The utility model relates to a solution is gathered and viscosity monitoring technique, and more specifically says, relates to a PAM solution on-line viscosity monitoring device and PAM preparation device thereof.

Background

The precipitation process of the water treatment plant adopts a high-density precipitation tank (called high-density tank for short), and aluminum sulfate and polyacrylamide (anion, called PAM for short) as a high-molecular coagulant aid are added in the operation process to achieve the effect of strengthening coagulation and ensure that the turbidity of the precipitated water reaches the standard. The PAM powder is prepared into solution by a preparation system and added (the preparation concentration is 1.5 g/m)³) And the prepared solution is lack of a proper online detection means, so that whether the concentration is qualified or not is lack of verification. PAM solution with unqualified concentration can cause the turbidity of the effluent of the high-density pond to seriously exceed the standard, and 2-3 hours of time delay exists abnormally, so that the effluent with high turbidity can not be found in time, and no effective remedial measure exists, and the operation of the whole water preparation system is influenced.
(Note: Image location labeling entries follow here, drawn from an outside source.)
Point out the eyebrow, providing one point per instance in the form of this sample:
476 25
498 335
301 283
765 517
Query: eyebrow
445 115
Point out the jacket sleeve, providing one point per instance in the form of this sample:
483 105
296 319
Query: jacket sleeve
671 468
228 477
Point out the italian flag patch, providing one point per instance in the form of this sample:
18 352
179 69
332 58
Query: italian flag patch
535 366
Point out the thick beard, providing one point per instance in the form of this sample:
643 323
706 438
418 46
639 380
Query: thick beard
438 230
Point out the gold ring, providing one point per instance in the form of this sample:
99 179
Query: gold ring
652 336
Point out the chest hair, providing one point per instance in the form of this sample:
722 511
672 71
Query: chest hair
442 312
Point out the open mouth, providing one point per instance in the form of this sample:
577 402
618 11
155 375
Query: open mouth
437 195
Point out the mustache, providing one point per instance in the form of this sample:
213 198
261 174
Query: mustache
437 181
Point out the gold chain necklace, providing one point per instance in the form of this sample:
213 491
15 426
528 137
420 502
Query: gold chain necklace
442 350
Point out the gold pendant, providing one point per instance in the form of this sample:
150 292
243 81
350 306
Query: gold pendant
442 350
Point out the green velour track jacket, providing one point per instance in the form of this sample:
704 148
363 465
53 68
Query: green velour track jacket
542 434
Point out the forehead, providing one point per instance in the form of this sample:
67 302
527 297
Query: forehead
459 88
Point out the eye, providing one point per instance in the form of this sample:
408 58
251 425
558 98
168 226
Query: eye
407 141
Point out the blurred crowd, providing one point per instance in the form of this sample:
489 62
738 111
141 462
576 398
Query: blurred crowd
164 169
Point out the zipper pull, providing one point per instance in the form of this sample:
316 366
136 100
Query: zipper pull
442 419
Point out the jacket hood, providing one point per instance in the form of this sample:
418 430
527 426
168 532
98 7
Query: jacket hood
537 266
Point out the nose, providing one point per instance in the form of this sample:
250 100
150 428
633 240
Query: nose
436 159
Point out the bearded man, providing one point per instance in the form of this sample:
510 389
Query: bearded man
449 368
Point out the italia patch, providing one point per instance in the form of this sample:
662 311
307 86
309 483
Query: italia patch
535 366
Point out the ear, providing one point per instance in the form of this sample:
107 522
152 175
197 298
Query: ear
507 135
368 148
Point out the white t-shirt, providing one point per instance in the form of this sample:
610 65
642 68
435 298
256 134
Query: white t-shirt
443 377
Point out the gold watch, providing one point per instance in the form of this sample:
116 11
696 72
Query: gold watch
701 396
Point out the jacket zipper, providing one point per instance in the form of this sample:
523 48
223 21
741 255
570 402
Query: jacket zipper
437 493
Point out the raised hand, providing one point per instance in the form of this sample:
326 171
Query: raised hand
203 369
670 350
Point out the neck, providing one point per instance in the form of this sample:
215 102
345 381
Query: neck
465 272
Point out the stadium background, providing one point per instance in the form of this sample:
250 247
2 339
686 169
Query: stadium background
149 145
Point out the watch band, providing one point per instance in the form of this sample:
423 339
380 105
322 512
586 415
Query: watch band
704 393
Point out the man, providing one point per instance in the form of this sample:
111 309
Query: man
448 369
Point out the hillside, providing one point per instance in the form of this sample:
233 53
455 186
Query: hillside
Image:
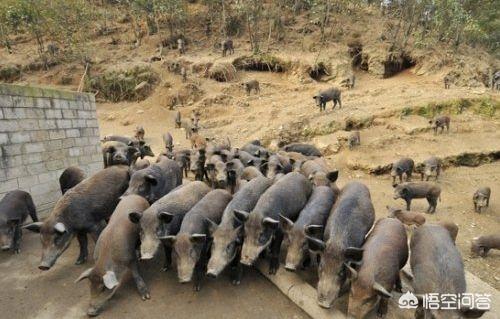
395 95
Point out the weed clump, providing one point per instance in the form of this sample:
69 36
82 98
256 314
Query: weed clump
133 84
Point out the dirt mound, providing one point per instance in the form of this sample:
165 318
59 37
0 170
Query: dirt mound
261 62
221 72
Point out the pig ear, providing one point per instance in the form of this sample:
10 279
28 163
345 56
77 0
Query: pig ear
353 253
135 217
312 230
110 280
84 275
315 244
285 223
352 271
151 179
240 215
169 238
198 238
472 313
270 222
60 228
34 227
332 176
381 291
212 227
165 217
13 222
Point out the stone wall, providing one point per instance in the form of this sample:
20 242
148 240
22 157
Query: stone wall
42 132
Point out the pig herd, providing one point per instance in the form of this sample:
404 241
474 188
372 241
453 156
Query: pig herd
242 204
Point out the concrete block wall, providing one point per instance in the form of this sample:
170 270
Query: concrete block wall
42 132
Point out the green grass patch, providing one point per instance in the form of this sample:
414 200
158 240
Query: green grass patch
481 106
122 85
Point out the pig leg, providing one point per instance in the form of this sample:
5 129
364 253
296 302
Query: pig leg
432 205
139 282
236 269
382 307
96 230
168 257
82 241
274 261
16 241
399 285
199 270
408 203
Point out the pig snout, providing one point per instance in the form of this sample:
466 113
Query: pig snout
45 265
290 267
246 260
323 301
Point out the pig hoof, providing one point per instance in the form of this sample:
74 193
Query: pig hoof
80 261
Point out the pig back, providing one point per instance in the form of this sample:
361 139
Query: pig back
352 216
212 205
246 198
181 199
119 238
385 250
94 198
317 208
287 196
435 261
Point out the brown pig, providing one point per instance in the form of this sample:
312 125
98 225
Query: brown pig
314 214
115 255
411 190
351 218
385 253
438 268
15 207
192 242
440 122
451 227
481 199
407 218
482 244
318 173
70 177
81 210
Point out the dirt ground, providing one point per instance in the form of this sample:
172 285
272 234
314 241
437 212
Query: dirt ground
391 136
285 101
30 293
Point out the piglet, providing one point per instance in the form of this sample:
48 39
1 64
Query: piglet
482 244
407 218
15 207
115 255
At present, PAM (polyacrylamide) preparation and adding equipment is mature, for example: a PAM solid medicament on-line automatic preparation and feeding device disclosed in Chinese patent 201410189942.9 (hereinafter referred to as patent 1) is characterized in that a solid spiral feeding machine (10) of the PAM solid medicament on-line automatic preparation and feeding device is communicated with a variable frequency regulation solid spiral feeding machine (11) fixed on the upper part of a prefabricated mixing box (1), and a feeding machine outlet feeding mixer communicated with the prefabricated mixing box is arranged below a discharge port of the variable frequency regulation solid spiral feeding machine

(14) And the inlet pipe of the mixer for feeding materials at the outlet of the batch feeder is connected with a water inlet electromagnetic valve (9) and a water inlet flow meter (6), the inlet end of a variable-frequency adjusting screw pump (8) is communicated with the outlet end of the solution storage tank, the outlet of the variable-frequency adjusting screw pump is connected with an outlet flow meter, the water inlet flow meter, the outlet flow meter, the variable-frequency adjusting screw pump, the water inlet electromagnetic valve, a solid spiral feeding machine and the variable-frequency adjusting spiral solid batch feeder are all connected with a PLC control system of a PLC variable-frequency control cabinet (16), and the PAM medicament instantaneous flow signal fed back by the outlet flow meter in real time automatically adjusts the filling amount and the solid medicament feeding amount. The accuracy and the reliability of the PAM medicament solution filling are improved.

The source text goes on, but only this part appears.